Villa Anna, Guerrini Matteo M, Cassani Barbara, Pangrazio Alessandra, Sobacchi Cristina
Istituto di Tecnologie Biomediche, CNR, via Cervi 93, Segrate, Italy.
Calcif Tissue Int. 2009 Jan;84(1):1-12. doi: 10.1007/s00223-008-9196-4. Epub 2008 Dec 12.
Human recessive osteopetrosis (ARO) represents a group of diseases in which, due to a defect in osteoclasts, bone resorption is prevented. The deficit could arise either from failure in osteoclast differentiation or from inability to perform resorption by mature, multinucleated, but nonfunctional cells. Historically, osteopetrosis due to both these mechanisms was found in spontaneous and artificially created mouse mutants, but the first five genes identified in human ARO (CA-II, TCIRG1, ClCN7, OSTM1, and PLEKHM1) were all involved in the effector function of mature osteoclasts, being linked to acidification of the cell/bone interface or to intracellular processing of the resorbed material. Differentiation defects in human ARO have only recently been described, following the identification of mutations in both RANKL and RANK, which define a new form of osteoclast-poor ARO, as expected from biochemical, cellular, and animal studies. The molecular dissection of ARO has prognostic and therapeutic implications. RANKL-dependent patients, in particular, represent an interesting subset which could benefit from mesenchymal cell transplant and/or administration of soluble RANKL cytokine.

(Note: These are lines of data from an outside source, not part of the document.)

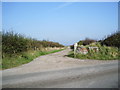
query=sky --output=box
[2,2,118,45]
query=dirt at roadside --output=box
[2,49,118,75]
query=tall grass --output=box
[2,31,63,57]
[0,31,64,69]
[68,42,120,60]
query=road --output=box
[2,49,118,88]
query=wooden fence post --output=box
[74,43,77,57]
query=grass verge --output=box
[2,49,64,69]
[68,46,120,60]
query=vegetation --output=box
[68,42,120,60]
[2,49,63,69]
[78,38,96,45]
[68,31,120,60]
[0,31,64,69]
[100,31,120,48]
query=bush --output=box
[100,31,120,48]
[78,38,96,45]
[2,31,64,57]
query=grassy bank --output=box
[68,43,120,60]
[2,49,64,69]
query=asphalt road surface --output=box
[2,49,118,88]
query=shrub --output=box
[100,31,120,48]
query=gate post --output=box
[74,43,77,57]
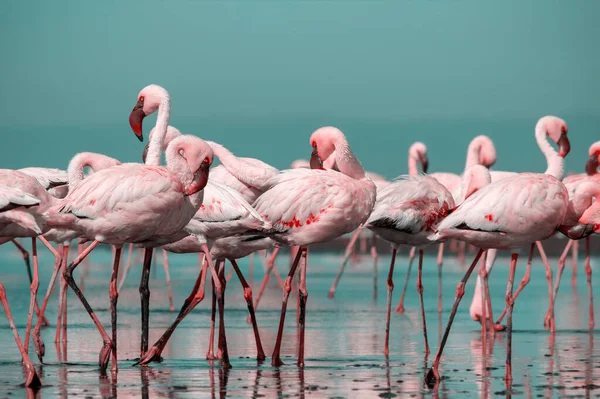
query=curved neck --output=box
[146,97,171,166]
[535,126,565,180]
[207,141,273,191]
[334,138,365,179]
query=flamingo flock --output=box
[0,85,600,394]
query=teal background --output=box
[0,0,600,177]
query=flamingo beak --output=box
[585,153,598,176]
[558,223,597,240]
[183,162,210,197]
[142,143,150,163]
[558,133,571,158]
[310,148,323,169]
[421,155,429,173]
[129,100,146,141]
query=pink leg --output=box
[64,241,112,371]
[383,247,397,358]
[254,248,279,310]
[504,253,519,389]
[229,259,266,362]
[271,248,303,367]
[584,236,594,330]
[535,241,556,332]
[25,237,40,352]
[328,228,362,298]
[163,249,175,312]
[571,241,579,287]
[417,250,426,356]
[496,244,535,328]
[371,233,378,300]
[136,255,212,364]
[438,242,444,313]
[108,246,123,371]
[425,249,483,386]
[33,246,68,362]
[396,247,416,313]
[117,244,133,292]
[0,283,42,388]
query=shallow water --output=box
[0,245,600,398]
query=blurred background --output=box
[0,0,600,178]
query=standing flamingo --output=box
[254,127,376,367]
[426,116,570,388]
[48,129,216,370]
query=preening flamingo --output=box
[426,116,570,388]
[253,127,375,367]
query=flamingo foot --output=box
[25,363,42,389]
[133,345,164,366]
[33,330,46,363]
[98,340,112,371]
[425,366,441,388]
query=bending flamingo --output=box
[426,117,570,388]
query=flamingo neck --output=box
[328,138,366,180]
[535,126,565,180]
[146,97,171,166]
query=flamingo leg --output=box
[504,253,516,389]
[24,237,40,352]
[544,240,577,328]
[371,233,379,300]
[425,249,483,386]
[535,241,556,332]
[270,248,302,367]
[117,244,133,292]
[229,259,266,362]
[206,264,219,360]
[438,242,444,313]
[496,244,535,328]
[33,245,64,362]
[254,247,279,310]
[163,249,175,312]
[139,248,153,359]
[108,246,123,371]
[383,247,397,358]
[298,248,308,368]
[584,236,594,330]
[215,260,231,369]
[64,240,112,371]
[328,227,362,298]
[396,247,417,313]
[135,255,208,365]
[417,249,429,356]
[0,283,42,388]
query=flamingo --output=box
[426,116,570,389]
[253,127,376,367]
[328,141,429,298]
[47,117,216,370]
[137,126,271,367]
[33,152,121,361]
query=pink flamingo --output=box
[426,116,570,388]
[137,126,271,367]
[253,127,376,367]
[33,152,121,361]
[48,117,216,370]
[328,142,429,298]
[366,175,454,357]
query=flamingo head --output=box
[585,141,600,176]
[142,125,182,163]
[310,126,346,169]
[167,135,214,197]
[129,85,171,141]
[408,141,429,173]
[538,116,571,158]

人类隐性骨硬化症(ARO)是一组由于破骨细胞缺陷而导致骨吸收受阻的疾病。这种缺陷可能源于破骨细胞分化失败,或者源于成熟的多核但无功能的细胞无法进行吸收。从历史上看,由于这两种机制导致的骨硬化症在自发产生和人工培育的小鼠突变体中都有发现,但在人类ARO中鉴定出的前五个基因(CA-II、TCIRG1、ClCN7、OSTM1和PLEKHM1)都与成熟破骨细胞的效应功能有关,与细胞/骨界面的酸化或吸收物质的细胞内处理有关。在鉴定出RANKL和RANK的突变后,人类ARO中的分化缺陷才在最近被描述,正如生化、细胞和动物研究预期的那样,这定义了一种新的破骨细胞缺乏型ARO。ARO的分子剖析具有预后和治疗意义。特别是,依赖RANKL的患者是一个有趣的亚组,可能从间充质细胞移植和/或可溶性RANKL细胞因子给药中受益。